Go to http://webascorpus.org/searchwc.html

This is a corpus compiled from the Web, with hundreds of millions of tokens.

Search for "should already" in this corpus. How many are found? Search for "already should" in this corpus. How many are found?

(These are two-word sequences--that is, "2-grams"--and you'll need to check the 2- gram box to have it work.) Mini-project #4

Using a search function, such as one might find in a word processor, specialized text editor, or search program, search for all occurrences of the word already in the million- word Brown corpus (which you should have downloaded: see syllabus). There should be a couple of hundred occurrences.

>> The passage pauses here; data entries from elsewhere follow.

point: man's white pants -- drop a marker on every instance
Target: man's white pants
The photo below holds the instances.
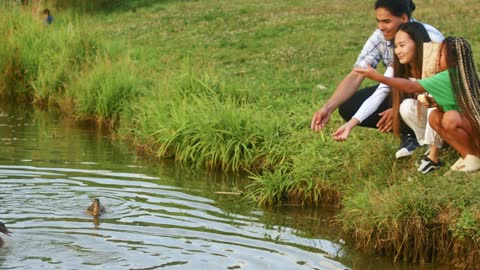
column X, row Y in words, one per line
column 415, row 115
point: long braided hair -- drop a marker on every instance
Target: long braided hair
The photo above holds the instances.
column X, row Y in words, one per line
column 465, row 82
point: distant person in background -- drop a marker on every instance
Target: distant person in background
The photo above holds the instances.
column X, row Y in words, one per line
column 47, row 17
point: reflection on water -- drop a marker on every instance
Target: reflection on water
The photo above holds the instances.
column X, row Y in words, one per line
column 157, row 216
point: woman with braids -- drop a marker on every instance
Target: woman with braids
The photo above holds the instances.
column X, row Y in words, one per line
column 456, row 90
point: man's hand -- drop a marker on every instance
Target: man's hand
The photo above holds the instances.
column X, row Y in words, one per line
column 385, row 123
column 320, row 119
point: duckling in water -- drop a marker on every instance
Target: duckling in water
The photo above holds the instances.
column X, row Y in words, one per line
column 95, row 209
column 3, row 229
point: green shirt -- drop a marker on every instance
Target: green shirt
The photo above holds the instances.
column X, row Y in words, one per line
column 440, row 87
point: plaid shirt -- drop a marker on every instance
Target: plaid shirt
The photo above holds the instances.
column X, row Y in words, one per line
column 377, row 48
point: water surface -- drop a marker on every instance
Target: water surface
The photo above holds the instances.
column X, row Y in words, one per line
column 161, row 216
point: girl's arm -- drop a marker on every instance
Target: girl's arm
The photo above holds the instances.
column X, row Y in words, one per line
column 404, row 85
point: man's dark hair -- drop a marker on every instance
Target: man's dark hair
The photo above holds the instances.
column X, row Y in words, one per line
column 397, row 7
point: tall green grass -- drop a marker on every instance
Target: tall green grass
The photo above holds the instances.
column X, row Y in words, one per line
column 232, row 85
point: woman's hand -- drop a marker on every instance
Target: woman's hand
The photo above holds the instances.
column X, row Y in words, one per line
column 367, row 71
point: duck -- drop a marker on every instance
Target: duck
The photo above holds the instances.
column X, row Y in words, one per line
column 4, row 230
column 95, row 209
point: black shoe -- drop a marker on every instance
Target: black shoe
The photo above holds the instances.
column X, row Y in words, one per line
column 408, row 145
column 427, row 165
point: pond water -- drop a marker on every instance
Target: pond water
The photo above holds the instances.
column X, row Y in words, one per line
column 158, row 216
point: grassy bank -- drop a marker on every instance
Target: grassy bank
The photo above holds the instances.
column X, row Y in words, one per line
column 232, row 85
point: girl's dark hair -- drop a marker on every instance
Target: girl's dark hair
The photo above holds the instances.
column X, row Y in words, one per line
column 465, row 82
column 397, row 7
column 417, row 32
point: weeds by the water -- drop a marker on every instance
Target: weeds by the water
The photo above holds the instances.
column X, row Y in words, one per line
column 232, row 85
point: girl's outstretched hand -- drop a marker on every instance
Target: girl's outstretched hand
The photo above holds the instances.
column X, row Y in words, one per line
column 367, row 71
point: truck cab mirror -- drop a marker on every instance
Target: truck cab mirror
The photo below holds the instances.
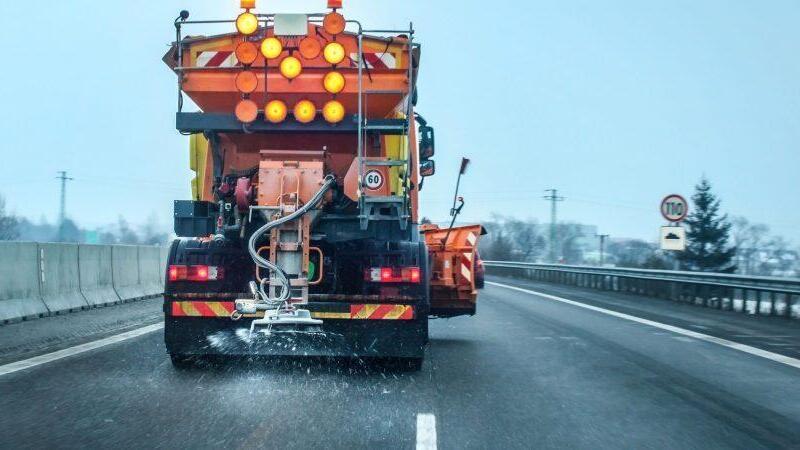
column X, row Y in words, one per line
column 426, row 142
column 427, row 168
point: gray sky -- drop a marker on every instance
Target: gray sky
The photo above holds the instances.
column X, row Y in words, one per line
column 614, row 103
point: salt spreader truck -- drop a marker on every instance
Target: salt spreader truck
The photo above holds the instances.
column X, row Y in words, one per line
column 302, row 237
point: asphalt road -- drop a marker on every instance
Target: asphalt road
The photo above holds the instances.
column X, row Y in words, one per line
column 526, row 372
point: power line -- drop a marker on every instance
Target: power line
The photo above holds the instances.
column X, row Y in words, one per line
column 63, row 212
column 554, row 198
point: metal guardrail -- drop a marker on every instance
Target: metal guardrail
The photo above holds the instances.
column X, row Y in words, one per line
column 747, row 294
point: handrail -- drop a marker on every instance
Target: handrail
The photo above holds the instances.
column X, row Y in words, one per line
column 789, row 286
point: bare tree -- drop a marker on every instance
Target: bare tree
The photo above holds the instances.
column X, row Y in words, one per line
column 9, row 224
column 528, row 242
column 748, row 238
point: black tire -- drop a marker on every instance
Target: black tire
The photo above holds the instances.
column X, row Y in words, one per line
column 411, row 364
column 181, row 362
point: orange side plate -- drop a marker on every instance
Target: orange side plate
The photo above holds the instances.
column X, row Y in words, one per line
column 453, row 256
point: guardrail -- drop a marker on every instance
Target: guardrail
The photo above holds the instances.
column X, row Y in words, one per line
column 747, row 294
column 41, row 279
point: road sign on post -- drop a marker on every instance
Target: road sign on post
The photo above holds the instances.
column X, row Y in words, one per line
column 674, row 208
column 673, row 238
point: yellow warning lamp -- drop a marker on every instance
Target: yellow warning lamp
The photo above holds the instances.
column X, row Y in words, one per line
column 247, row 23
column 333, row 111
column 333, row 23
column 246, row 82
column 334, row 53
column 275, row 111
column 271, row 48
column 246, row 111
column 305, row 111
column 333, row 82
column 246, row 53
column 291, row 67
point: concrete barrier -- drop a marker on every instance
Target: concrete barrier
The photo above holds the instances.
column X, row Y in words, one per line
column 150, row 270
column 125, row 266
column 96, row 274
column 60, row 277
column 20, row 296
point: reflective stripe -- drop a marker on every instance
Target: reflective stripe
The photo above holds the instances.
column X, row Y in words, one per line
column 382, row 311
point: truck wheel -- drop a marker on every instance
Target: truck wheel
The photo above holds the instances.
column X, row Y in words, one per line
column 411, row 364
column 181, row 362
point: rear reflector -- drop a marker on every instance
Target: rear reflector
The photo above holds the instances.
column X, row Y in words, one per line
column 392, row 275
column 195, row 273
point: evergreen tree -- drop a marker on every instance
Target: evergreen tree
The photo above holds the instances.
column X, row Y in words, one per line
column 707, row 235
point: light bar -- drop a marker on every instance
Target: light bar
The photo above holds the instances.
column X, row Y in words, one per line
column 392, row 275
column 195, row 273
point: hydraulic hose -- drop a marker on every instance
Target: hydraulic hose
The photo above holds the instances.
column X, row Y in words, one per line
column 264, row 263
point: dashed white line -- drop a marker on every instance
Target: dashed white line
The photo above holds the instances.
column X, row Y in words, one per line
column 426, row 431
column 71, row 351
column 793, row 362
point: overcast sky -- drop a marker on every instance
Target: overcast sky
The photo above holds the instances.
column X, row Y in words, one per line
column 614, row 103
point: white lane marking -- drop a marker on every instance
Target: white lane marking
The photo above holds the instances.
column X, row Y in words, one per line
column 71, row 351
column 789, row 361
column 426, row 431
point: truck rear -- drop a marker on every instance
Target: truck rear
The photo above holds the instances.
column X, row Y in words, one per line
column 302, row 236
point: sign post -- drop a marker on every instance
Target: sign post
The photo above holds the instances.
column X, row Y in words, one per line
column 674, row 209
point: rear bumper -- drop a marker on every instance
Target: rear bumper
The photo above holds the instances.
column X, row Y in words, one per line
column 340, row 337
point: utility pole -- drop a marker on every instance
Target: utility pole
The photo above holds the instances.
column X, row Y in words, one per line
column 603, row 238
column 554, row 198
column 62, row 215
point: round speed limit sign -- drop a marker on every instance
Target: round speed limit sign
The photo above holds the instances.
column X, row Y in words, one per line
column 674, row 208
column 373, row 179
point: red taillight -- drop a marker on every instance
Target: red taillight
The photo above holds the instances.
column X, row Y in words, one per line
column 195, row 273
column 393, row 275
column 413, row 274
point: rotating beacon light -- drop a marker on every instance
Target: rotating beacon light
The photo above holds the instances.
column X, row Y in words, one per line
column 334, row 53
column 247, row 23
column 333, row 111
column 246, row 53
column 291, row 67
column 305, row 111
column 333, row 82
column 275, row 111
column 271, row 48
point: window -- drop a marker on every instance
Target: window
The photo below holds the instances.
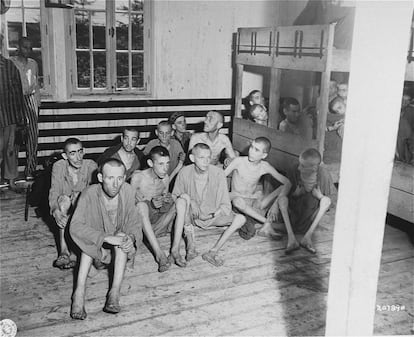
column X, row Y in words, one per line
column 110, row 46
column 27, row 18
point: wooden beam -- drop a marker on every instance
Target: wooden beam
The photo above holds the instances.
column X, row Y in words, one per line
column 378, row 61
column 324, row 93
column 274, row 98
column 238, row 93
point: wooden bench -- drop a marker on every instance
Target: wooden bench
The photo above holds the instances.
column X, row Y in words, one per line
column 98, row 124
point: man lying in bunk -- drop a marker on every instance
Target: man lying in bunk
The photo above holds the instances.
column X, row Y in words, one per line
column 309, row 199
column 164, row 133
column 247, row 195
column 70, row 176
column 204, row 187
column 157, row 207
column 126, row 151
column 258, row 114
column 296, row 122
column 105, row 226
column 212, row 137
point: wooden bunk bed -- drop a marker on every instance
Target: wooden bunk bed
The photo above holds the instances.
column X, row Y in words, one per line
column 310, row 49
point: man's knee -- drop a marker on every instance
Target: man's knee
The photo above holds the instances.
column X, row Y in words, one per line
column 325, row 203
column 239, row 203
column 283, row 202
column 181, row 204
column 240, row 219
column 142, row 208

List three examples that reflect Parrot's ordering principles and three examples that his principles do not cover.

------

NOTES ON PC SEARCH PROGRAMS: If you wish, you can use Microsoft Word for this. Just use the Find ultility, (control-F; command-F on a Mac), enter already as the search word, and choose "Find Next" repeatedly to see each example in turn. You can also ask all examples in the file to be highlighted and then choose "Find All."

Actually, Word is a cumbersome way to do corpus linguistics. It's better to use a program that has a better search function, ideally one that can handle regular expressions.

Macintosh users should use the great (free) program TextWrangler from http://www.barebones.com/ . (BBedit works great, too, but recent versions cost money.)

TextCrawler is a free Windows search program that many people love. http://www.digitalvolcano.co.uk/

A superb Windows program is UltraEdit from http://www.ultraedit.com/ You can download a free 30-day trial version. (Otherwise, it costs about $50.)

There are many other fine Windows text editors and specialized search programs-- some of them free--that can do corpus searches very well. I've heard great things about EditPad Pro and PowerGREP. If you run across a particularly good program, let us all know.

Many Windows search programs are based on "grep". Try a Google search on Windows grep and see the many possibilities. Mini-project #5

1. For this, we use the Web search utility for the British National Corpus at "Phrases in English" Web site developed by William Fletcher at the U.S. Naval Academy.

Look for should already and already should at using the Simple Search form at:

http:/ /pie.usna.edu/simplesearch.html

How many of each do you find? (Notice the minimum frequency filter; you may need to set that.)

2. The Simple Search form permits searches on parts of speech. {vm0} is the tag for "modal verb" (that's a zero, not the letter O, in {vm0}). In the corpus, tags are placed at the ends of the word; so, the modal may is may{mv0}. The plus symbol + means one word; so +{mv0} means “any modal.” Try this search:

+{vm0} already

This will find all examples of a modal verb {vm0} followed by "already." How many do you find?

How about the other order: already +{vm0}

3. {av0} is the tag for adverbs.

Try this

+{vm0} +{av0} or the reverse +{av0} +{vm0}

How many did it find of each order? The lists also give us some idea of the specific adverbs, and the kind of adverbs, that can appear in these pre- and post-modal positions.